MRP Software dan Kepatuhan Regulasi Manufaktur Indonesia
Pabrik di Indonesia tidak cukup hanya mengelola material dan produksi, tetapi juga wajib memenuhi regulasi yang berlaku. MRP software yang tepat harus mendukung kepatuhan ini secara terintegrasi agar proses audit dan pelaporan menjadi lebih efisien.
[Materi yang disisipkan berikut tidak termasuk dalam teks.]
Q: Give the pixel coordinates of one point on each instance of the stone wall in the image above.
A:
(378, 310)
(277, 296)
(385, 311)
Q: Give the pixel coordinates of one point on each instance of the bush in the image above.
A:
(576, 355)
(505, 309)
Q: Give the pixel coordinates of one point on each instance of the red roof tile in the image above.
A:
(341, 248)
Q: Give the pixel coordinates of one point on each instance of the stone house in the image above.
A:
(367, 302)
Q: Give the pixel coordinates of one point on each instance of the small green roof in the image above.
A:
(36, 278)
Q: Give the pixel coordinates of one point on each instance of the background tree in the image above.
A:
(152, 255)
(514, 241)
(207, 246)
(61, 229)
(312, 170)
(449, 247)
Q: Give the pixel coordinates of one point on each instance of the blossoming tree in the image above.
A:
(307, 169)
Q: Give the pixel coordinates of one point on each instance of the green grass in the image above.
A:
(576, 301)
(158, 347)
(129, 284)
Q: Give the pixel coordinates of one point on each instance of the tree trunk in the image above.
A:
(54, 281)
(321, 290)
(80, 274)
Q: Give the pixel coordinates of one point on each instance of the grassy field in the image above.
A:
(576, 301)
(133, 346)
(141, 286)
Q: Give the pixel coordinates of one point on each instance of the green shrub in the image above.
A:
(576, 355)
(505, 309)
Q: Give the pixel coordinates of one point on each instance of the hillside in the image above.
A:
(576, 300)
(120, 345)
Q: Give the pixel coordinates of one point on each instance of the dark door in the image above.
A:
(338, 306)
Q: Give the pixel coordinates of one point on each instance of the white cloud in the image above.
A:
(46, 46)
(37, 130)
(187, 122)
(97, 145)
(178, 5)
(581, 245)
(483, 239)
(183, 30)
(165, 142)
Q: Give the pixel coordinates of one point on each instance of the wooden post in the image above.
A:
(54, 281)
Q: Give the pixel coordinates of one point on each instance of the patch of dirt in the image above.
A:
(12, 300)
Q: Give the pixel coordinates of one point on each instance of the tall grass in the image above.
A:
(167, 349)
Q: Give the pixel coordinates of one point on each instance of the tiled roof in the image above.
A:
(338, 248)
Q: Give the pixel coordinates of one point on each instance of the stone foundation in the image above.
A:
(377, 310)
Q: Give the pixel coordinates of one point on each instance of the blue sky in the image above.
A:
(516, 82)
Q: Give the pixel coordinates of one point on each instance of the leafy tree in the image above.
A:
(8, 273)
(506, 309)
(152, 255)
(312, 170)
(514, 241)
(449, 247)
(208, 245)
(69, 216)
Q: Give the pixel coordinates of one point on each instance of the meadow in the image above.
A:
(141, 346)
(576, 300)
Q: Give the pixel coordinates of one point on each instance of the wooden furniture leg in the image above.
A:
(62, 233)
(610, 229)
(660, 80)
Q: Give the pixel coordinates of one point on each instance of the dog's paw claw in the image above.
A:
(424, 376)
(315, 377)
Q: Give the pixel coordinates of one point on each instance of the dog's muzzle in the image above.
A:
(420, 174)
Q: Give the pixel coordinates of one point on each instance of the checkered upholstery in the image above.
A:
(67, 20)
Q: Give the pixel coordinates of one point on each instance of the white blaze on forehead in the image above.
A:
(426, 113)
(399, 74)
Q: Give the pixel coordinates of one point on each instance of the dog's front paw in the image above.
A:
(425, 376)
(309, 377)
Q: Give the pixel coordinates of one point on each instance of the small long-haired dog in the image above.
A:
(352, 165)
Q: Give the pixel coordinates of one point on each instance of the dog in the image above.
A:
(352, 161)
Berikut regulasi utama yang perlu didukung oleh sistem MRP:
| Regulasi | Cakupan | Dukungan MRP Software |
| SNI (Standar Nasional Indonesia) | Standar mutu produk dan proses produksi | Quality control terintegrasi dengan pencatatan batch, hasil uji, dan dokumen kepatuhan per lot produksi |
| TKDN (Perpres 12/2021) | Tingkat komponen dalam negeri minimal untuk pengadaan pemerintah dan insentif fiskal | Material origin tracking untuk menghitung persentase komponen lokal vs impor secara otomatis dari data BoM dan purchasing |
| BPOM | Keamanan produk makanan, obat, kosmetik, dan suplemen | Traceability penuh dari bahan baku hingga produk jadi, termasuk pencatatan supplier, nomor batch, dan tanggal kedaluwarsa |
| Sertifikasi Halal (UU JPH) | Jaminan produk halal untuk peredaran di Indonesia | Pemisahan material halal dan non-halal dalam manajemen gudang, serta pelacakan sertifikat halal dari setiap supplier |
Total ERP mendukung kebutuhan ini melalui modul quality control, material origin tracking pada BoM, dan traceability end-to-end yang memudahkan pabrik menyiapkan dokumen kepatuhan tanpa proses manual.
Kesimpulan
Memilih sistem perencanaan material perlu disesuaikan dengan kompleksitas produksi, jumlah SKU, pola permintaan, dan kebutuhan integrasi antar divisi. Dengan data yang saling terhubung, perusahaan dapat mengambil keputusan produksi secara lebih akurat.
Sistem yang tepat membantu manufaktur mengatur kebutuhan bahan baku, jadwal produksi, inventaris, dan quality control dalam alur yang lebih terukur. Evaluasi fitur, skala implementasi, dan kesiapan data internal menjadi langkah penting sebelum perusahaan memilih solusi yang paling sesuai.